- Directed by: Paul Cox
- Written by: Paul Cox Barry Dickins
- Based on: story La Chevelure by Guy de Maupassant
- Starring: Chris Haywood Gosia Dobrowolska Paul Chubb Jo Kennedy
- Production companies: Film Victoria Australian Film Commission Illumination Films
- Distributed by: Beyond
- Release date: February 1991;
- Running time: 87 minutes
- Country: Australia
- Language: English
- Budget: A$900,000

= Golden Braid =

Golden Braid is a 1991 Australian film about a man who masturbates with a braid of old hair he finds in an antique cupboard, directed by Paul Cox. Cox later called it "quite a funny film, but very few people get it."

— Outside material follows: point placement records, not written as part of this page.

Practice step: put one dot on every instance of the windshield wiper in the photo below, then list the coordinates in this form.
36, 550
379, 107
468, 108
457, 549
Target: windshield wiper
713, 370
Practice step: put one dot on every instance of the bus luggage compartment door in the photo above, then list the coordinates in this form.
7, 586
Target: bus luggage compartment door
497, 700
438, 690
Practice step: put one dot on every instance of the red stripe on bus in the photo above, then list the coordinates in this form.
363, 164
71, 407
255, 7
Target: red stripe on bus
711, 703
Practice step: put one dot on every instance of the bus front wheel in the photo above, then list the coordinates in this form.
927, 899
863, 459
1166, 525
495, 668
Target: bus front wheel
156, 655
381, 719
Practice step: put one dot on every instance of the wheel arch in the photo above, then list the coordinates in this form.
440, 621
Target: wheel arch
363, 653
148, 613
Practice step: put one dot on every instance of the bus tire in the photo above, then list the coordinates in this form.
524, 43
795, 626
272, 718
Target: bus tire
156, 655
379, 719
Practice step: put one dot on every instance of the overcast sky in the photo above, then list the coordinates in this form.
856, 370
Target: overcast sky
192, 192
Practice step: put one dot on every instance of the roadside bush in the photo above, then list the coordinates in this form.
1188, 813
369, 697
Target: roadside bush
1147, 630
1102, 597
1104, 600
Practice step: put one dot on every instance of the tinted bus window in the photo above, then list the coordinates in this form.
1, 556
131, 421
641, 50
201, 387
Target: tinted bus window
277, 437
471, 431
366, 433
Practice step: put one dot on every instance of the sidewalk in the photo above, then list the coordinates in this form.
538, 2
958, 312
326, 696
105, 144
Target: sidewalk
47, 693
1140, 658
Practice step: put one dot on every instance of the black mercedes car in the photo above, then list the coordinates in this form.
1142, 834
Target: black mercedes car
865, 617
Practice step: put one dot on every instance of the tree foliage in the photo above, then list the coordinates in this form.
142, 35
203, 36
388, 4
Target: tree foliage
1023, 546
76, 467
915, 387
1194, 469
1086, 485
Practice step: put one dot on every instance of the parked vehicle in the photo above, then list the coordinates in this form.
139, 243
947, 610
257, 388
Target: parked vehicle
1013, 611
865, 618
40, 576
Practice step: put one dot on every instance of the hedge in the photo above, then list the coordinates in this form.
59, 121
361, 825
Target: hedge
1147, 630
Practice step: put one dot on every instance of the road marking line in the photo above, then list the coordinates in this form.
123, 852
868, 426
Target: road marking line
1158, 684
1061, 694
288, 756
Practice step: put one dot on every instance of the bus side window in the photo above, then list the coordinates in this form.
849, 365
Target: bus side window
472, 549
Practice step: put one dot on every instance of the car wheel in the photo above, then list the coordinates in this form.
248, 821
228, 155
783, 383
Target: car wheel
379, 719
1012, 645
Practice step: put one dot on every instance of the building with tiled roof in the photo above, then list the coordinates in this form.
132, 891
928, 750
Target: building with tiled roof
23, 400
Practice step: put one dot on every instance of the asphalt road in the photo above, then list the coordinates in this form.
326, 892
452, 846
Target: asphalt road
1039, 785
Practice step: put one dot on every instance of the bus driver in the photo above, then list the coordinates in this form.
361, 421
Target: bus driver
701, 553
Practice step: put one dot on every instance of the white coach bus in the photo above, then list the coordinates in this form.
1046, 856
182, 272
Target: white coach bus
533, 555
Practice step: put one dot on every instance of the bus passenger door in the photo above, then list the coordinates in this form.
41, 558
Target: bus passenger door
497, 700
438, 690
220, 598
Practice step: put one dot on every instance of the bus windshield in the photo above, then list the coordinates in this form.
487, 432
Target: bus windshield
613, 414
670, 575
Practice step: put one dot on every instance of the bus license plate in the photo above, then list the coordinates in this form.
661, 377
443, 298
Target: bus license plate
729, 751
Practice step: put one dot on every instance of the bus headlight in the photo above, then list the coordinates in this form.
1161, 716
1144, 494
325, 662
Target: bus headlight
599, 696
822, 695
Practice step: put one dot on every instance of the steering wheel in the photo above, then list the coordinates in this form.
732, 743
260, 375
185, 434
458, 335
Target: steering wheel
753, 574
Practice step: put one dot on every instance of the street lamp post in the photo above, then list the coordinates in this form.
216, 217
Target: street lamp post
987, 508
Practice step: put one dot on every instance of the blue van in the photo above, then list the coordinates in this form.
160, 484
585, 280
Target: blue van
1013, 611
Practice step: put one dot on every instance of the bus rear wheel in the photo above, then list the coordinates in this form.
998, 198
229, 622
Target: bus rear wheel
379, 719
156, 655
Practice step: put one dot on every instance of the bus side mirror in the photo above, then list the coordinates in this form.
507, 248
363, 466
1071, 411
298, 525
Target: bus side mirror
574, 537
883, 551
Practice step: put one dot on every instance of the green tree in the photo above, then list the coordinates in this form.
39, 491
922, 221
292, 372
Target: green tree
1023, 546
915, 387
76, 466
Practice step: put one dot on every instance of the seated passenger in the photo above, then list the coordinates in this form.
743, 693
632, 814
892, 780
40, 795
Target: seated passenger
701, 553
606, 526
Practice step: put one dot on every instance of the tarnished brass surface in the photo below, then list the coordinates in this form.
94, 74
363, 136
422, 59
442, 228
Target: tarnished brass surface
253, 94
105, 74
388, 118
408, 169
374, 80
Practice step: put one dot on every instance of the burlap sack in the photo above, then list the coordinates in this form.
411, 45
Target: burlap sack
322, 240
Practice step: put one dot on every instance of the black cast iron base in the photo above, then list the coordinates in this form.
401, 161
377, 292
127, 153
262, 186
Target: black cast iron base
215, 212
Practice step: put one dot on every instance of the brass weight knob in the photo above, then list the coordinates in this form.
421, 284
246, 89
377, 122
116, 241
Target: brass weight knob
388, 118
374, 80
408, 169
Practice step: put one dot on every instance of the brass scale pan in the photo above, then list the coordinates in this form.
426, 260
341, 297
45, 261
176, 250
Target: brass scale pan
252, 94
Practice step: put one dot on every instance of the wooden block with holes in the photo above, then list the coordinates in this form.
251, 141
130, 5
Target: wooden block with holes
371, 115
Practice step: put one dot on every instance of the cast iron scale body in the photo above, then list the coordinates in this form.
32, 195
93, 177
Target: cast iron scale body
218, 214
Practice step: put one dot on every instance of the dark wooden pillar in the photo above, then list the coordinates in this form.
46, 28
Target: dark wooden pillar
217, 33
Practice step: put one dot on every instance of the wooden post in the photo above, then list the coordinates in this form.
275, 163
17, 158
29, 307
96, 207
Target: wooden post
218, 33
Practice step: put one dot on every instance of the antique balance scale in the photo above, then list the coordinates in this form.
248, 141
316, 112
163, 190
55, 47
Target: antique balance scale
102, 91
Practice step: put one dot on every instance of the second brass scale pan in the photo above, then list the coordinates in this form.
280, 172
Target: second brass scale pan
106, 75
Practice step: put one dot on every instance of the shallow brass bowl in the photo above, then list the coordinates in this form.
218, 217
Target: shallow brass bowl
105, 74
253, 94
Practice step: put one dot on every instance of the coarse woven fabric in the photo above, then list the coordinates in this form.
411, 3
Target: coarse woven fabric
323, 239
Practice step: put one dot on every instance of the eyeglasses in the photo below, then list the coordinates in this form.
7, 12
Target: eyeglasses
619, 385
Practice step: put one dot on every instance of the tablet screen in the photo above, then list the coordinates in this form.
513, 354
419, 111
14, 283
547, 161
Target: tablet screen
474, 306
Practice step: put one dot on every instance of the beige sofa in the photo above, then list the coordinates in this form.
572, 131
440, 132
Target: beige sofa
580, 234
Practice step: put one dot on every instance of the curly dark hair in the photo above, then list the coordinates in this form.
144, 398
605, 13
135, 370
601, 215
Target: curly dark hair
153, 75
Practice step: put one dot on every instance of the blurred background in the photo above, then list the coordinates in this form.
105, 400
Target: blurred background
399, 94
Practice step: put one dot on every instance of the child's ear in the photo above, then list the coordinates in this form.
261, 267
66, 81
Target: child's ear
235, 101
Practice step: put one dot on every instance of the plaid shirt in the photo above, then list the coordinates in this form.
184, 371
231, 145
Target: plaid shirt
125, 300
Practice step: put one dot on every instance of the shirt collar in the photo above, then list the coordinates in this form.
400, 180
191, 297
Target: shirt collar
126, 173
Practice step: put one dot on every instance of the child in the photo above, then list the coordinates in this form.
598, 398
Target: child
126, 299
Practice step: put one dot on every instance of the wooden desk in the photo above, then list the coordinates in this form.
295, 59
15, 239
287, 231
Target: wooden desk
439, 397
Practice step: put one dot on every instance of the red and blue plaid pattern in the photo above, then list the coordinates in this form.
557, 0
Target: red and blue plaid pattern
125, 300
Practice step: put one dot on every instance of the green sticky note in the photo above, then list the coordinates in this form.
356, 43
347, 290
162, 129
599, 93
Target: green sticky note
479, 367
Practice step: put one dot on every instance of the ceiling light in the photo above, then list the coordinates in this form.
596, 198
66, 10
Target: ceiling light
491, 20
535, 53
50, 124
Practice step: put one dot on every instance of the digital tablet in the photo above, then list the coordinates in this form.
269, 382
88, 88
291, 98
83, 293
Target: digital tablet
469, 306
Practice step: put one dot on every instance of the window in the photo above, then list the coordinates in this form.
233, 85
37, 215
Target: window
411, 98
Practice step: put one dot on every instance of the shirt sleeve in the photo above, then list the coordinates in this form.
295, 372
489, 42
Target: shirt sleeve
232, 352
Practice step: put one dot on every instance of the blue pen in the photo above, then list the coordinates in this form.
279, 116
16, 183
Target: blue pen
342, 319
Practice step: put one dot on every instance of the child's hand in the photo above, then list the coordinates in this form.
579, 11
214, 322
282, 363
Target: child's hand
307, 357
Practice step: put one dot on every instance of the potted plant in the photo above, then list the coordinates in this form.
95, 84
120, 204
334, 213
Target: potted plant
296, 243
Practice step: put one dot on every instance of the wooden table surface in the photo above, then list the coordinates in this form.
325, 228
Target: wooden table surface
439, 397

It was entirely funded by the Australian Film Commission.

==Plot==
Bernard is a clockmaker who is having an affair with Terese, a Salvation Army worker married to Joseph. He muses about the emotional connections humans form with antiques. He then finds a golden braid of a woman's hair in an 18th-century cabinet and becomes obsessed with it. While becoming more distant from Terese, Bernard secretly strokes the hair, whispers to it and ultimately masturbates by putting the hair around his penis. Eventually, he is able to move on and reconcile with Terese.

==Cast==
- Chris Haywood as Bernard
- Gosia Dobrowolska as Terese
- Paul Chubb as Joseph
- Jo Kennedy as Diana
- Harold Baigent as Clockmaker
- Sheila Florance as Lady with Clock
- Mark Little as Punk
- Norman Kaye as Psychiatrist
- Monica Maughan as Antique Shop Owner
- Victoria Eagger as Shop Assistant

==Awards==
The film received five nominations at the 1990 AFI Awards: Best Director, Best Original Screenplay, Best Cinematography, Best Editing, and Best Sound.